The notion of representation in the history of exhibiting in Western Europe has often been based on sexist and racist stereotypes and is related directly to the coloniality of power. With the changes in Europe and the world at large in the last decades (such as the EU integration), new tendencies in the mode of representation appeared. Forces are put together not only to investigate what the creativity of the “developing other” is about, but also what the “developing other’s” emancipation is about, or better to say, where the “developing other” is now on the scale of implementation of neo-liberal values.
In 2009, numerous exhibitions were staged, art works produced, symposia organized as Europe was in euphoria of celebrating the anniversary of twenty years of the fall of the Berlin Wall. One of those projects was the Gender Check exhibition initiated by the Erste Foundation in the MUMOK, which investigated gender role models in Eastern European art between the 1960s and 1990s.

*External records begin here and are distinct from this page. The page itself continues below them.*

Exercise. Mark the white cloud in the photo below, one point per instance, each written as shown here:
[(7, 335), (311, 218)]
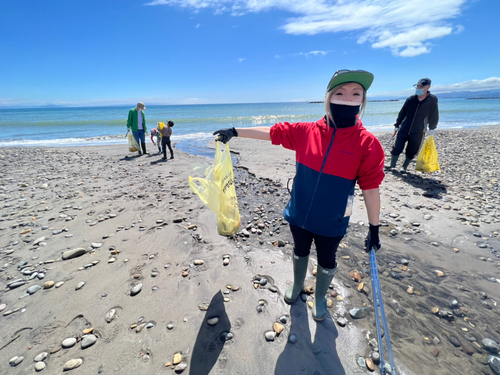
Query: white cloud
[(406, 27), (314, 53)]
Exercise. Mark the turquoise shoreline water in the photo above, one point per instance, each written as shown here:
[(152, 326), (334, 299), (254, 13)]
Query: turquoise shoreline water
[(194, 124)]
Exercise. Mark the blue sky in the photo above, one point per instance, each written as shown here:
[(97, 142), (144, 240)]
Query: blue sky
[(220, 51)]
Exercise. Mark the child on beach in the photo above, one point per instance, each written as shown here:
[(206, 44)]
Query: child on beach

The workshop Check Instead: The Colonial Matrix of Power! took projects like Gender Check as a point of departure for a critical reflection of the ongoing Western investigation and control of democratic values and social emancipation in countries that recently joined and those that are about to join the EU. The Exhibition of role models of femininity and masculinity in Eastern Europe follows a strict logic of identity politics, they allow to identify, fragmentize, categorize and make the Other visible and therefore controllable. Such practices show the continuity of colonial power in the way how the “Eastern” and “Southern” worlds are perceived and how state legitimized racism and patriarchal models of exclusion are created in Western countries.